LONDON, ENGLAND—Excavations ahead of the construction of a new underground station, garage, and cement factory near Paddington Station have uncovered Victorian railway foundations laid by civil engineer Isambard Kingdom Brunel. Brunel is remembered for his Great Western Railway, which ran its first steam trains in 1838 on broad-gauge train tracks. In 1846, Parliament regulated the size of railroad tracks, requiring a switch to the narrower standard gauge tracks throughout the Great Western Railway. This change is reflected in a wrought iron turning circle found within the brick foundations of the site. Dating to 1881-82, it could accommodate both broad and standard gauge engines so that they could enter the 1850s engine shed, whose foundations were also found. “Isambard Kingdom Brunel’s Great Western Railway is the most complete early mainline railway in the world. Whenever we expose parts of the original infrastructure it is vital to record these for posterity and the history of rail in this country. Using the latest 3-D scan technology provides a permanent and accurate model of Brunel’s distinctive architectural legacy,” Jay Carver, lead archaeologist for Crossrail, told The Telegraph. To read more about the history of trains in Victorian England, see ARCHAEOLOGY'S "Trains in the Round."  

Friday, September 19

Scarab Links Egyptian Pharaoh to Copper Mine in Jordan

SAN DIEGO, CALIFORNIA—Scholars from the University of San Diego discovered an Egyptian scarab bearing the name of the Egyptian pharaoh Sheshonq I on the surface of the ground at Khirbat Hamra Ifdan, an ancient copper factory in southern Jordan’s Faynan district. “Most of the time, they were amulets, sometimes jewelry, and periodically, they were inscribed for use as personal or administrative seals. We think this is the case with the Sheshonq I scarab we found,” Thomas E. Levy of the University of California, San Diego, told Live Science. The scarab may have been lost during the pharaoh’s legendary military campaign in the region 3,000 years ago, which is mentioned in inscriptions at the Karnak temple complex in Thebes. Sheshonq I may also be represented in the Hebrew Bible as the Egyptian king “Shishak.” Levy and his team had previously identified a disruption in copper production in the Faynan district with the excavation of rock layers in the area of an ancient copper slag mound at Khirbat en-Nahas that were dated with high-precision radiocarbon dates. “The scarab we found that bears Sheshonq I’s name is the first time we can definitively link the disruption to his forces,” Levy announced. To read about an important settlement in Israel that was occupied during the Bronze Age, see ARCHAEOLOGY's "Excavating Tel Kedesh."  

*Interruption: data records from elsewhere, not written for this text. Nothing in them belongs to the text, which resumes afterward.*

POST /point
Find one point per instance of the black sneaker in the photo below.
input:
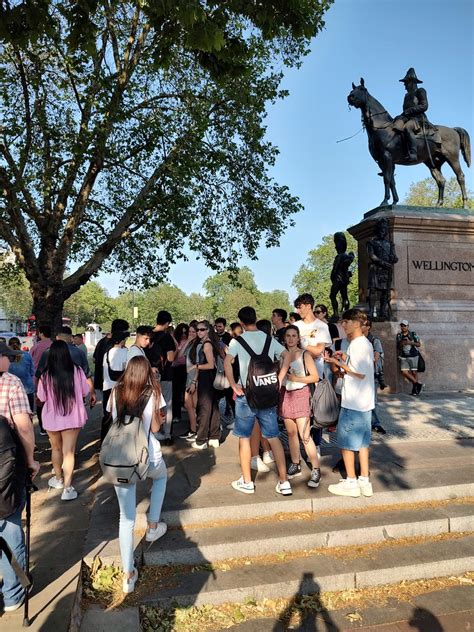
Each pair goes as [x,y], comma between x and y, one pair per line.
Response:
[315,477]
[294,469]
[189,436]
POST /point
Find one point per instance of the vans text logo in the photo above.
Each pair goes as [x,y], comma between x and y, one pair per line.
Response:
[265,380]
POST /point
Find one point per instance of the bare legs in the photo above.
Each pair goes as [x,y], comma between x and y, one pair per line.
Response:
[63,447]
[301,427]
[348,457]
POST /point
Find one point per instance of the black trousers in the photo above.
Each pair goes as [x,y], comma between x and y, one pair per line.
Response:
[207,411]
[179,385]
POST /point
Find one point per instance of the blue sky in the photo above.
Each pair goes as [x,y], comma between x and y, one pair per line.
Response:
[337,182]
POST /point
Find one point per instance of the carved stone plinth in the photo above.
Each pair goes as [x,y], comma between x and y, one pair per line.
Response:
[433,288]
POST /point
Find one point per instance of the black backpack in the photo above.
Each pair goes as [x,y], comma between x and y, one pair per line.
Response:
[262,389]
[13,469]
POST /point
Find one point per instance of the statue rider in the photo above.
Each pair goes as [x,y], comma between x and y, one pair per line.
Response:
[412,119]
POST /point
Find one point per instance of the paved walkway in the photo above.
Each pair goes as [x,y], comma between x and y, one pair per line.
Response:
[60,529]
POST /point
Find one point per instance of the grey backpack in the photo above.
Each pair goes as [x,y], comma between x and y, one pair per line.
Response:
[124,456]
[324,405]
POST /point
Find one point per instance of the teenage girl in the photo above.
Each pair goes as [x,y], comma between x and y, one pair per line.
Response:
[297,372]
[62,387]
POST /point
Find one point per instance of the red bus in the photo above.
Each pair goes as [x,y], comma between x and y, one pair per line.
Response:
[31,325]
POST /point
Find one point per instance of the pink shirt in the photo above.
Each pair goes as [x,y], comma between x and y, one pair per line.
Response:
[77,418]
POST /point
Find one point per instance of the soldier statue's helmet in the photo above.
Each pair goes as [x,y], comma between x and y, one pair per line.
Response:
[410,76]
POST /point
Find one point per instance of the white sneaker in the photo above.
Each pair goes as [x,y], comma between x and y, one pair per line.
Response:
[284,488]
[198,446]
[268,458]
[365,488]
[69,493]
[258,465]
[56,483]
[345,488]
[128,583]
[242,486]
[155,534]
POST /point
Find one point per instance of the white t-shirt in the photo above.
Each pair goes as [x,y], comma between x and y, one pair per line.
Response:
[154,446]
[312,334]
[256,340]
[359,394]
[118,361]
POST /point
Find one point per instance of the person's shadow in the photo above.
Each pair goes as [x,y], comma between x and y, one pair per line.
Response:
[315,616]
[425,621]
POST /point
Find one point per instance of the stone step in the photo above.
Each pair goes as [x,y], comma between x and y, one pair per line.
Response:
[385,564]
[305,531]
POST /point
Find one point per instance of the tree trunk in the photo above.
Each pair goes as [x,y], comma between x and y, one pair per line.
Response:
[48,308]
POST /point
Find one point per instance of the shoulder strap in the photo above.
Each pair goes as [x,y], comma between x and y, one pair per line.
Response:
[246,346]
[266,346]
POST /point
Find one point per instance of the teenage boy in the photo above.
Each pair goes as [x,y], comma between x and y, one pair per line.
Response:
[161,354]
[314,333]
[142,342]
[357,404]
[279,317]
[244,415]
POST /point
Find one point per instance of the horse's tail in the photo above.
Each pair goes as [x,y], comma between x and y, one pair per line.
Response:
[465,144]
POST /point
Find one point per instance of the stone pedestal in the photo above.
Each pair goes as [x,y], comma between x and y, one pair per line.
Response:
[433,288]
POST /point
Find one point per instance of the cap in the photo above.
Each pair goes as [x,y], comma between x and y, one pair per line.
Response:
[8,351]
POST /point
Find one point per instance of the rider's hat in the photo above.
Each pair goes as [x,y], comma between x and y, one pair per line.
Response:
[411,76]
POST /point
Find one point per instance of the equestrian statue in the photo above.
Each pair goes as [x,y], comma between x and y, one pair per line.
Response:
[410,139]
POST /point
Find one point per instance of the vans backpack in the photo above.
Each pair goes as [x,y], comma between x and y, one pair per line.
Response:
[262,389]
[124,456]
[13,469]
[324,404]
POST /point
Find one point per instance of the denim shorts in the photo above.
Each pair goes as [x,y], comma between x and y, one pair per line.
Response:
[245,420]
[353,429]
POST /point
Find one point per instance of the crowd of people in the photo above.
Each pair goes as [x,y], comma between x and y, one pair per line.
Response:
[256,377]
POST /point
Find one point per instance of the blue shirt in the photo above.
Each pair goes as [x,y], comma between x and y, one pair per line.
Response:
[25,370]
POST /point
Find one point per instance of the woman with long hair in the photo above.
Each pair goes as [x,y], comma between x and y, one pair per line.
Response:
[204,362]
[297,372]
[22,366]
[190,394]
[62,387]
[179,369]
[138,393]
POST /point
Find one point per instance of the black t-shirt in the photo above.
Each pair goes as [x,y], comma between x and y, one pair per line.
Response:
[157,352]
[225,338]
[280,335]
[100,350]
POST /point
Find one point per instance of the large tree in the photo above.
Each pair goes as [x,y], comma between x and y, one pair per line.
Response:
[132,129]
[314,276]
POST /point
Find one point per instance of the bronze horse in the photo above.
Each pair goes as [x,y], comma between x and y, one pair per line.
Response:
[386,146]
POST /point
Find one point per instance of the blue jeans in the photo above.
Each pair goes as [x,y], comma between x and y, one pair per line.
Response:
[127,499]
[245,420]
[12,533]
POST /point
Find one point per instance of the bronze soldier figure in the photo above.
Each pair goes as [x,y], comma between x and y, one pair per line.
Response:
[412,119]
[382,258]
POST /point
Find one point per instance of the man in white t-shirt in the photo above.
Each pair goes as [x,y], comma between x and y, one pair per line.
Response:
[357,403]
[245,416]
[314,333]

Remains of Enslaved African-Americans Found at Nashville Zoo

NASHVILLE, TENNESSEE—An examination of nine sets of human remains removed from the grounds of the Nashville Zoo suggests that part of the property had once been a cemetery where enslaved African-Americans were buried. Shannon Hodge of Middle Tennessee State University found that all nine were under the age of 50 when they died. Six had arthritis of the knee and/or spine, indicating that they had carried heavy loads, and one young man had a damaged hip that may have been caused by the stress of heavy workloads at an early age. Archaeologist Larry McKee of TRC Companies Inc. found buttons, beads, and other artifacts dating between the 1820s and 1850s when he conducted the original excavation. “I’m thoroughly certain that what we’ve got now is part of the enslaved community using that as a burial ground,” he told The Tennessean. To read about escaped slaves in the Great Dismal Swamp, see ARCHAEOLOGY's "American Refugees."  

Roman-Period Village Excavated in Poland

KROSNO, POLAND—A village dating from the third to fourth centuries A.D. has been discovered in the Carpathian Mountains of southeastern Poland. At the site, archaeologists have uncovered a large kiln. “It stands on a small tip in the Wisloka Valley. Its location shows that the wind blowing from the river was used to maintain the temperature during the firing cycle. Such kilns are extremely rare in the Carpathians,” archaeologist Tomasz Leszczyński of the Subcarpathian Museum told Science & Scholarship in Poland. Fragments of large vessels that were used to store grain were also recovered. To read about people who lived in the Carpathians and Balkans during this period, see ARCHAEOLOGY's "Thracian Treasure Chest."  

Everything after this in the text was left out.